Ominously, D’Annunzio weighed in. Since the ‘stench of peace’ had offended his nostrils at the end of October 1918, the warrior-poet had been spoiling for a new melodrama to keep normality at bay. He published an ‘open letter to the Dalmatians’ in Mussolini’s newspaper (Albertini’s wobbly liberalism had made the
Corriere
uncongenial), championing maximal demands against ‘that mishmash of southern Slavs’. Meanwhile the Italian land-grab continued apace. In February, they blocked the transport of American food aid to Yugoslavia, Czecho slovakia and Vienna. According to the outraged Americans, this led to ‘acute starvation’. Threatened with the stoppage of American aid to Italy, Sonnino backed down. But the press continued to campaign for Fiume and officials still obstructed American aid to Yugoslavia. This ugly atmosphere made compromise more difficult.

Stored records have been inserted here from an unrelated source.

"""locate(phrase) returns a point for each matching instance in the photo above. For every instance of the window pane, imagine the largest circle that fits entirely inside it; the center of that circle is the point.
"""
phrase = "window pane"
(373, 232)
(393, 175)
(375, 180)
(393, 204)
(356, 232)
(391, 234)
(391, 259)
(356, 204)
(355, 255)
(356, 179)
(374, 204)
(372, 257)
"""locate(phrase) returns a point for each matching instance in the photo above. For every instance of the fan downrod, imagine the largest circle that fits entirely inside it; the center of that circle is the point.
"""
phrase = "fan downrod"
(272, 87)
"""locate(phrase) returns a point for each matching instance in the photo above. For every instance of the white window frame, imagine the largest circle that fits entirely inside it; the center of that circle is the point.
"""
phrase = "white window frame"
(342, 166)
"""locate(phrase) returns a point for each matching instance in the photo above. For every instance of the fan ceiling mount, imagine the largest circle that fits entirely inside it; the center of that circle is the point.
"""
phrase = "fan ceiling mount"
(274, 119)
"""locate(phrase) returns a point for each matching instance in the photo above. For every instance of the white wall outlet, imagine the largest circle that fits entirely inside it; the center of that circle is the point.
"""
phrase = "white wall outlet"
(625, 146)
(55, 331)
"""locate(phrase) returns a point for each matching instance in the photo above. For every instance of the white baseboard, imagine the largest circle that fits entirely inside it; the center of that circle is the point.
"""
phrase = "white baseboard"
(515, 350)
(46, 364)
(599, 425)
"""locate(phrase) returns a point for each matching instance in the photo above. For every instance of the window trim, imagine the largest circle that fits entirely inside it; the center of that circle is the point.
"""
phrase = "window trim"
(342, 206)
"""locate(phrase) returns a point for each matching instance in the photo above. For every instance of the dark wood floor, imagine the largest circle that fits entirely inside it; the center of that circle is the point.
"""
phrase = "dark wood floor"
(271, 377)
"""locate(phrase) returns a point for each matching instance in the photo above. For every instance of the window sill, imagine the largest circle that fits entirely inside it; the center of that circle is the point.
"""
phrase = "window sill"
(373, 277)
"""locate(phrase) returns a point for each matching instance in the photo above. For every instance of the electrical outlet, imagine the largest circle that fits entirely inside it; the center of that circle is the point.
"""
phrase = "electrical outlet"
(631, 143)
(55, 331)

Orlando raised the stakes again on 1 March, during a visit home. Italy was loyal to the Treaty of London, he told parliament, but it would not be deaf to appeals from Fiume, ‘that most Italian city, the jewel of the Quarnero’.
1
This purple pledge brought deputies to their feet, crying ‘
Viva Fiume!
’ Fiume could not be allowed to ‘lose its nationality and its independence’. His tone with Italy’s allies was rather different; he told House that Fiume was ‘not very important’ in itself, but ‘as a symbol’ it was ‘vital to his continuance in office’. Moreover, ‘we want to, we must, keep the Adriatic as
a mare clausum
, a closed sea’. It was typical of the man to blur a political plea with a nationalist ultimatum.